In what one hopes might be the beginning of an invasion, the month of August brought the city of Murmansk its first tourist arriving in an electric car. The mysterious driver then charged up at the Park Inn Hotel on a charger that Bellona gifted the city earlier summer.
In what one hopes might be the beginning of an invasion, the month of August brought the city of Murmansk its first tourist arriving in an electric car. The mysterious driver then charged up at the Park Inn Hotel on a charger that Bellona gifted the city earlier summer.
The charge station – which is Russia’s northern-most e-car plug in – was a donation from Bellona to Murmansk’s Park Inn Hotel, and for the first two years it’s there, electric car drivers can charge their cars for free.
Of course, the whole project is designed to popularize ecologically clean technology and to reduce emissions from cars with internal combustion engines. No one, however, would buy an electric car at the prices they fetch if they didn’t have anywhere to charge it.
So Bellona’s e-car charger, which marks Russia’s year of the Environment, is geared toward a time when electric cars in Murmansk become more popular than they are now, which they admittedly aren’t yet. Local traffic authorities report only one electric car is registered within the city limits.

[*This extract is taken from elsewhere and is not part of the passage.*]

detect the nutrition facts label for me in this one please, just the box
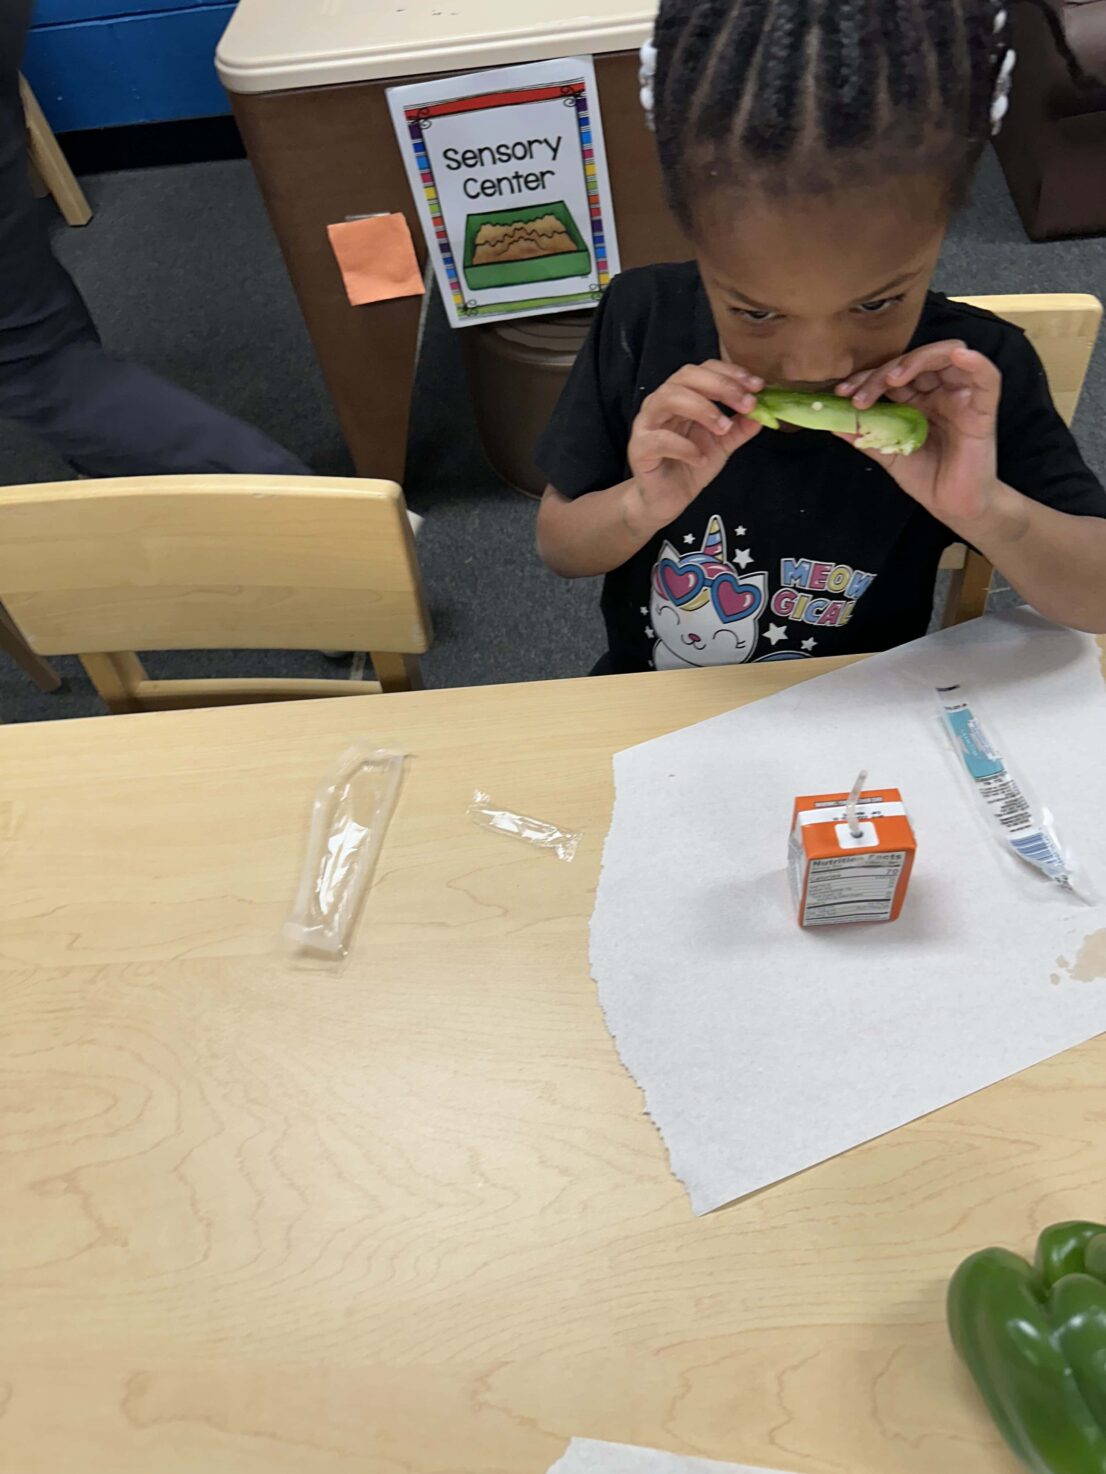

For the time being, the charger has added charm for the occasional foreign tourist who wants to motor into Russia’s Arctic capital on lightning – but no one expected any of those just yet.

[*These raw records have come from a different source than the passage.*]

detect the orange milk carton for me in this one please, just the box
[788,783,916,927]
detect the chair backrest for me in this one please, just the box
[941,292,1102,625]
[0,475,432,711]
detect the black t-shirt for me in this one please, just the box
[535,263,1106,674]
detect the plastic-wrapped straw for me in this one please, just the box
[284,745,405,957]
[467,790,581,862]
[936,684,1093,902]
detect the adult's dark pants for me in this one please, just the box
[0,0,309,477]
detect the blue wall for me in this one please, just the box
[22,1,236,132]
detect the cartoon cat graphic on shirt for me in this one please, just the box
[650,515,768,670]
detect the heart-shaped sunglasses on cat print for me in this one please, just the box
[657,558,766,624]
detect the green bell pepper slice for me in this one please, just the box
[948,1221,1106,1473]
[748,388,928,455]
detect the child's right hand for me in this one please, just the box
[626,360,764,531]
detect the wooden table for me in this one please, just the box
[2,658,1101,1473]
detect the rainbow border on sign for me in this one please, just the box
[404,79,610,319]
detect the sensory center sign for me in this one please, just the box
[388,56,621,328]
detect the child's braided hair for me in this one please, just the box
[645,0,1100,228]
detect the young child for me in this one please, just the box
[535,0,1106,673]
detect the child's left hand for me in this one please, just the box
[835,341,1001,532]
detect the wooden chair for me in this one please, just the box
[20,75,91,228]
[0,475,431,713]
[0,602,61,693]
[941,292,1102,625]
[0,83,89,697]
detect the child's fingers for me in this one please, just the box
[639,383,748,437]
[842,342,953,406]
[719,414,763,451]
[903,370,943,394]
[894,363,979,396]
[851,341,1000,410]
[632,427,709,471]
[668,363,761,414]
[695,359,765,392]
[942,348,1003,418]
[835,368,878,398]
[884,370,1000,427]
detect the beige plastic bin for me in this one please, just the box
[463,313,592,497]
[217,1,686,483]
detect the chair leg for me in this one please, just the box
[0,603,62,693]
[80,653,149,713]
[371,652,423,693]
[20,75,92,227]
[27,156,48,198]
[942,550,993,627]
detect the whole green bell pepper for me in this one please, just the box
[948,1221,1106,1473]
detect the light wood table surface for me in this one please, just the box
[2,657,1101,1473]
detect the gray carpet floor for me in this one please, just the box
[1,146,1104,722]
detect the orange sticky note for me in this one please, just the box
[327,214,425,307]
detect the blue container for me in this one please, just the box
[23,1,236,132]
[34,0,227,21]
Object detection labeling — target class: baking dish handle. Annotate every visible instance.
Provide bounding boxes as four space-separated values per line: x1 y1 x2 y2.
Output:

Imagine, then, the local shock just two months after the charge station opened when one such tourist showed up all the way from Austria.
Unfortunately Bellona wasn’t able to interview the driver, who charged his car at the Park Inn, hung around for a weekend, and then was gone just as quickly. It can be assumed he drove into Russia via Scandinavia, which is replete with charge stations of its own, and he likely disappeared down that route as well.

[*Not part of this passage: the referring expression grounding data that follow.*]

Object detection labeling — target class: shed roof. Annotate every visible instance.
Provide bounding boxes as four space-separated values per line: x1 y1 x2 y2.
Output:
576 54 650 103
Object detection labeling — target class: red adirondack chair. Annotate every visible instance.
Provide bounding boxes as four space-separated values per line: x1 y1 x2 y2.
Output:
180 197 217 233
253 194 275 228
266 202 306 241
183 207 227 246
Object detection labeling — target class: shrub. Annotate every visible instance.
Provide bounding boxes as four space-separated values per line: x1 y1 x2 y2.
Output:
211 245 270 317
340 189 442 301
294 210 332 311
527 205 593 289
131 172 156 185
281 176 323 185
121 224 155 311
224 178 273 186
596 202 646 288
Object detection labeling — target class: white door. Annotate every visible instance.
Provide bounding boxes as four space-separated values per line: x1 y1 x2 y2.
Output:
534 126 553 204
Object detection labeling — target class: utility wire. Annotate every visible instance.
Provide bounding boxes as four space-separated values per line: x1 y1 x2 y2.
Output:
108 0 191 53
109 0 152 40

“One usual morning, a guest showed up at reception and asked for the key for the charge station for his electric car, “ Marina, who works at the Park Inn, told Bellona. “All hotel personal know about the charger. We followed its installation and we are proud our hotel can offer such a service. But, honestly, at that moment, we were caught off guard.”
Bellona's former General Director Nils Bøhmer, far left, plugs in the Park Inn's new e-car charger.
Credit: Lev Fedorov
The problem, Marina said, was that no one knew where the key to the charger was. That was a question for the hotel’s chief engineer, who was at the moment on vacation, and he hadn’t left any instructions – after all, no one really expected that charger would get much use so soon.
So Marina called upstairs.
“It was really unexpected,” said Andrei Milokhin, the hotel’s deputy general director. “We were sure someone would need the charge station, but we didn’t think it would happen right away this summer – but there wasn’t any time to be surprised or happy, I had to solve the problem.”
He said his team pulled together and got the job done.
A Tesla Model X on Bellona's charger in Murmansk.
Credit: Courtesy of Park Inn by Radisson
“The driver didn’t even have time to drink the coffee we offered him and we did it,” said Milokhin. “We gave him the key, and thanks to clear instructions provided by Bellona, there weren’t any problems with plugging the car in.”
Milokhin said the driver stayed for a weekend and charged his car a few times over a number of road trips around the city.
“I can now confidently say that even when the manager and the chief engineer aren’t around, all personnel at the hotel know what to do if someone wants to use the charge station,” Milokhin said.
He added that he was especially proud that his hotel was able to add the first bit of infrastructure critical to meet the European electric car craze.
Granted, the craze has yet to hit Murmansk – or indeed Russia – full force. The city boasts a single Tesla Model X, which is one electric car among the 920 registered throughout Russia as a whole.
According to government statistics, those e-cars represent a few popular models. Three hundred and forty-seven of them are Nissan Leafs. Those are followed by 263 Mitsubishi i-MiEVs, and 177 of the Tesla Model S.
Russia’s own native electric car, the LADA Ellada, makes a strong showing at 93 registered models. The Renault Twizy, Tesla Model X and BMW i3 are less popular, at less than 20 registered models each.
Not surprisingly, 281 of Russia’s electric cars are registered in Moscow, which over the past few years has worked to expand its e-car charging capabilities. Following Moscow is Russia’s Far East Primorye region, with 136 electric cars, and in third place is the Moscow Region with another 58.
Then comes the Samara Region, with 51, followed again in the Far East by the Khabarovsk Region’s 50. The liberal bastion of St Petersburg boasts only 45. But that’s more than are in Stavropol and Tatarstan, which have 23 and 14 respectively. The remaining 45 are registered in the Krasnodar Region.
To boost these numbers, Russia needs to pursue not only benefits and tax rebates for buyers of electric cars, but enhanced charging infrastructure as well.
A 2016 government decree says that all Russian gas stations are now supposed to include at least one charge station for electric cars and hybrids, but that is hardly being taken seriously. Nonetheless, e-car chargers are slowly proliferating in Russia’s biggest cities – and, of course, the Park Inn Hotel in Murmansk is plugged in as well.